Están por un lado los que se dedican a hacer una cocina tradicional vasca impostora, con producto mediocre y preparaciones apresuradas, dando como resultado unas bazofias infumables que deberían estar tipificadas como delito: bacalao que no es bacalao, aceites refinados, salsa bizkaina a base de tomate, pescados de piscifactoría, chuletones de ganado demasiado joven y sin el necesario tiempo de maduración en cámara, txipirones en aguachirris de color negro, verduras de plástico y un largo y lamentable etcétera. Y no nos olvidemos de los famosos pintxos, hechos con productos de saldo y vendidos a precio de farlopa.

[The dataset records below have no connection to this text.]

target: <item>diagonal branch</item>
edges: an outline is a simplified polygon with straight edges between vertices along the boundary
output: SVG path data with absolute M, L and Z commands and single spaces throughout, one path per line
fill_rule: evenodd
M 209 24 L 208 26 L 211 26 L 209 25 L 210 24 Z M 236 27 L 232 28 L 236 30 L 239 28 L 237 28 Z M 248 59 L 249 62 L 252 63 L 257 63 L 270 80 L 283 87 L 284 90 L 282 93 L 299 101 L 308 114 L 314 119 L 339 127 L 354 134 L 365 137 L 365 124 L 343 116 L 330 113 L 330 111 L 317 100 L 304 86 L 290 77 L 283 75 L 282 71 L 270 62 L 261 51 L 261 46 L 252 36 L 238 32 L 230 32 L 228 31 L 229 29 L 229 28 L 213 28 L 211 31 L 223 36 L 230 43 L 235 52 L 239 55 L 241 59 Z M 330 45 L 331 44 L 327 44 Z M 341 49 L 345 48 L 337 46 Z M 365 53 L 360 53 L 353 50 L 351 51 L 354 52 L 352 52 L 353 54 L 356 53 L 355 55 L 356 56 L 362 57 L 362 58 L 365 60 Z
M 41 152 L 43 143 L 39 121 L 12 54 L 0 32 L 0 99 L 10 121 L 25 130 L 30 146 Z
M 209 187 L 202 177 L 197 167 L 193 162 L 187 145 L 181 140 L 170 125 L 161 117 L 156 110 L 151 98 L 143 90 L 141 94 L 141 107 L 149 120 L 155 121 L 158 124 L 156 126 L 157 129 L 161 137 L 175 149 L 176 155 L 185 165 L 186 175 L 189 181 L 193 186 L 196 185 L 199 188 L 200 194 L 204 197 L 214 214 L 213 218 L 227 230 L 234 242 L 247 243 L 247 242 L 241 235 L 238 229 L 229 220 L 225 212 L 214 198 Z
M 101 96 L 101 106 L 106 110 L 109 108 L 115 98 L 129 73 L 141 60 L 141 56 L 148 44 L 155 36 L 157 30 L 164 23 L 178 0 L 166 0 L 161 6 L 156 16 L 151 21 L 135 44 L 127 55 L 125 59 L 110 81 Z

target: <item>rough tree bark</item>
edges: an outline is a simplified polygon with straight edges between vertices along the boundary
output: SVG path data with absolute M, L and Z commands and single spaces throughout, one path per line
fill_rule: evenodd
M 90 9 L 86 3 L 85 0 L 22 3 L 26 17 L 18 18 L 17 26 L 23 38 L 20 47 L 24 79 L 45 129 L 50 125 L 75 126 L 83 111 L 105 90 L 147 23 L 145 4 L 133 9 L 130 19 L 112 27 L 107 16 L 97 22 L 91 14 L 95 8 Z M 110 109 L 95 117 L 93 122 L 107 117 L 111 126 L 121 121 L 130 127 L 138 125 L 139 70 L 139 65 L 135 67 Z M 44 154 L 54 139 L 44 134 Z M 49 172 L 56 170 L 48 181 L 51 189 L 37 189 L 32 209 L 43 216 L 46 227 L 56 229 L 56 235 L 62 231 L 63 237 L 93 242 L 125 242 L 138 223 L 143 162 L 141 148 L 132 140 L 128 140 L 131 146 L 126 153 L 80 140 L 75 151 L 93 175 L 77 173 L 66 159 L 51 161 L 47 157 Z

Por otro lado tenemos a los "artistas", especializados en presentaciones tan innovadoras como vacías de contenido y calidad gastronómica. Y es que, igual que por cada Fernando Fernán Gómez salen tropecientos Jorges Sanzes o por cada David Bowie hay que soportar a varios regimientos de Leivas, por cada Arzak, hay una legión de pinchaúvas con pretensiones dispuestos a arruinarnos el día.

Nos quedan las honrosas excepciones que apuntaba antes, que junto a los txokos y las casas particulares, por ahora persisten con heroismo en su lucha contra el crimen.